New course for MHPSS in emergencies and displacement
The International Organization for Migration (IOM) has created a free and open access course on community-based mental health and psychosocial support for people in emergency and displacement situations, for the benefit of experts and managers who design, implement and evaluate MHPSS in humanitarian settings. The 30-hour course is available through free registration in the training section on the website and was developed based on the IOM handbook of similar name.
Global Fund integration with mental health
Mental health has been incorporated in the 2023-2028 organizational strategy of the Global Fund to Fight AIDS, Tuberculosis and Malaria, marking a win for the advocacy efforts of United for Global Mental Health and others who mounted the campaign for it. The advocates state that rolling out mental health integration across HIV and TB programming will help avoid a million new cases of HIV and fourteen million new cases of TB in the world. There is still much to be done, such as guaranteeing the financial resources for supporting the efforts, but this marks the recognition that mental health has a role to play in preventing other health conditions of global concern.
Lived experience leadership report
Everyone working in mental health can benefit from reading the report on lived experience leadership written by Rai Waddingham for the benefit of the UK National Survivor User Network.
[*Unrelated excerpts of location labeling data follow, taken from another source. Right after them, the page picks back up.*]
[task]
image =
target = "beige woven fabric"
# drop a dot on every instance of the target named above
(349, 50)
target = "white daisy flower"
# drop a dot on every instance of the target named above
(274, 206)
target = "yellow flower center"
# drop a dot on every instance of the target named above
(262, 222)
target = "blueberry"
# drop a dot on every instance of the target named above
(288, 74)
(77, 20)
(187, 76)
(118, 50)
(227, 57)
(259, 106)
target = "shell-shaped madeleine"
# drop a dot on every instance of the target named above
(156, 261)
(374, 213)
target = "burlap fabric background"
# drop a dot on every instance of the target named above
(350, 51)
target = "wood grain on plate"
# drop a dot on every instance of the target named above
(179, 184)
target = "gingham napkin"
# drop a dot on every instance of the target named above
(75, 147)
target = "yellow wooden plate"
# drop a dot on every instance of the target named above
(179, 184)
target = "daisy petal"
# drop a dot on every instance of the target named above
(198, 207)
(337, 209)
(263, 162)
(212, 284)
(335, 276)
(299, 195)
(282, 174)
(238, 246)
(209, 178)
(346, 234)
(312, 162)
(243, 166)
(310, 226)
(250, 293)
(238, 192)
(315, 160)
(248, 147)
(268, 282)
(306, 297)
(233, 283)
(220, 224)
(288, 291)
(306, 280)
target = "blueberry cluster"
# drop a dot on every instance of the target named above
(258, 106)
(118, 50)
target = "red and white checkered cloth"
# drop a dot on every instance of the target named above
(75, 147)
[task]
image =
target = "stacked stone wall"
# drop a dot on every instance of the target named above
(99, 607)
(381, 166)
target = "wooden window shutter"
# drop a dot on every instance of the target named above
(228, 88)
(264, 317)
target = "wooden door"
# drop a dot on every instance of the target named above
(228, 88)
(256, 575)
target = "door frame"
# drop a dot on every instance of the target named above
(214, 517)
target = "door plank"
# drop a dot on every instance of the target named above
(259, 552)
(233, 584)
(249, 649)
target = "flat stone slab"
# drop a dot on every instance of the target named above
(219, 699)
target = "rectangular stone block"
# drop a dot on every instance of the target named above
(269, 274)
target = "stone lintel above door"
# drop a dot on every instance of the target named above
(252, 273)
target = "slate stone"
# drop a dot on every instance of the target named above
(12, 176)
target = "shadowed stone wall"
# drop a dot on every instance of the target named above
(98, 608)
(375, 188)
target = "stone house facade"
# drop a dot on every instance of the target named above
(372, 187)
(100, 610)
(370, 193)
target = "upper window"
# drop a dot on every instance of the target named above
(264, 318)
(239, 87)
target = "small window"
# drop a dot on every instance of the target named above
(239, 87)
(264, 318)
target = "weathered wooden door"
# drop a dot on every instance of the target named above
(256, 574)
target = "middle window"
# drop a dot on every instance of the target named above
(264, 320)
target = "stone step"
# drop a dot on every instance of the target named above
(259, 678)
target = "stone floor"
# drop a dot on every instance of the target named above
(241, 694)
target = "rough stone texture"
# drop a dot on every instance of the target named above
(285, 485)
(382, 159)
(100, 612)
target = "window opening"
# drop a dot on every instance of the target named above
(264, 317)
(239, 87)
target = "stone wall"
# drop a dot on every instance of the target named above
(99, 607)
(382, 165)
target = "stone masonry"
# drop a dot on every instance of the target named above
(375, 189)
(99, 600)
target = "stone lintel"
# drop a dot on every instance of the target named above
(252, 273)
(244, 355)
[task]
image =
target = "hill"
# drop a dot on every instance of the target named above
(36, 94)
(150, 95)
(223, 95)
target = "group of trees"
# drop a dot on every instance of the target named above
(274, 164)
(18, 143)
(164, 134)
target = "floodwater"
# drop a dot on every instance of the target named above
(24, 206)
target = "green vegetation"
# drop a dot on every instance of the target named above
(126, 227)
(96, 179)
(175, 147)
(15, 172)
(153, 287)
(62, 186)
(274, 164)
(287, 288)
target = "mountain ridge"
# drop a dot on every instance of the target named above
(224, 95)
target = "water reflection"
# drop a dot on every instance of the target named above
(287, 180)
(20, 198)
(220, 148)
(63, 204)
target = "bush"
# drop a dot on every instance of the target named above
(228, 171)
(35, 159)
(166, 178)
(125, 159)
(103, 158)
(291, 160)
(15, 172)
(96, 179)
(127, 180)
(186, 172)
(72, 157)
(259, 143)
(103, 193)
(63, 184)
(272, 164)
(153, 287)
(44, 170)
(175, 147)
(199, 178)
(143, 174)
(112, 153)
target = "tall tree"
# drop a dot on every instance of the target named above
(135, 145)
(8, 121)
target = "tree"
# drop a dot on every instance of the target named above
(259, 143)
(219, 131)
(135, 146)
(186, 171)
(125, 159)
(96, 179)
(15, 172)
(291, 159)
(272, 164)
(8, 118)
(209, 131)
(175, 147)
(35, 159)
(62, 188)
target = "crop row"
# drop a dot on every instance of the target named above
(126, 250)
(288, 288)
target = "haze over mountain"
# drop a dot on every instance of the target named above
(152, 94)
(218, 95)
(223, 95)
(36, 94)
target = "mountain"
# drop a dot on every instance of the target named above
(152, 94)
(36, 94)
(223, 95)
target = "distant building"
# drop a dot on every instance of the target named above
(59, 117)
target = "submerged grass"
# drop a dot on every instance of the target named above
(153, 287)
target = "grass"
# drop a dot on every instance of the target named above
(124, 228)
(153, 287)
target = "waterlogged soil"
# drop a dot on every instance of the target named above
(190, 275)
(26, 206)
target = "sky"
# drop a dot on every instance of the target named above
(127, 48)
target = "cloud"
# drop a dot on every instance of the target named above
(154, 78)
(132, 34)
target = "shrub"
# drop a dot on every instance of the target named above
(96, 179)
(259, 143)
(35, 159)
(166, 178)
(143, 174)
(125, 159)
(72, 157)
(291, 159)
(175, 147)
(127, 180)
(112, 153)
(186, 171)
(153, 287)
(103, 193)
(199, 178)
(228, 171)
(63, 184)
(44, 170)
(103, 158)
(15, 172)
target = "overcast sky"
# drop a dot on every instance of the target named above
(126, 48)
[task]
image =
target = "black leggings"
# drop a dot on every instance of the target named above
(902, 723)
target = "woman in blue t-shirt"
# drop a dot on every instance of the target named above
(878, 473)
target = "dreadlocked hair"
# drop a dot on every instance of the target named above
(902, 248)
The report presents a potentially universal nuanced and complex picture of people with lived experience who get into leadership or advocacy roles - deliberately or incidentally. Understanding their opinions, views and conflicting feelings about representing the multitudes of lived experiences will help us all become better practitioners, researchers, friends and allies.
Wellcome global survey opens dataset
Wellcome has made its dataset from the 2020 Global Monitor on mental health open access, together with publicizing its findings. The set comes from the answers of nearly 120,000 people in 113 countries on the perceptions of living with anxiety and depression and the role of science in helping that. The analysis looks at regions and groupings by income, but researchers focusing on individual country patterns can help fill in the picture by analyzing the open dataset.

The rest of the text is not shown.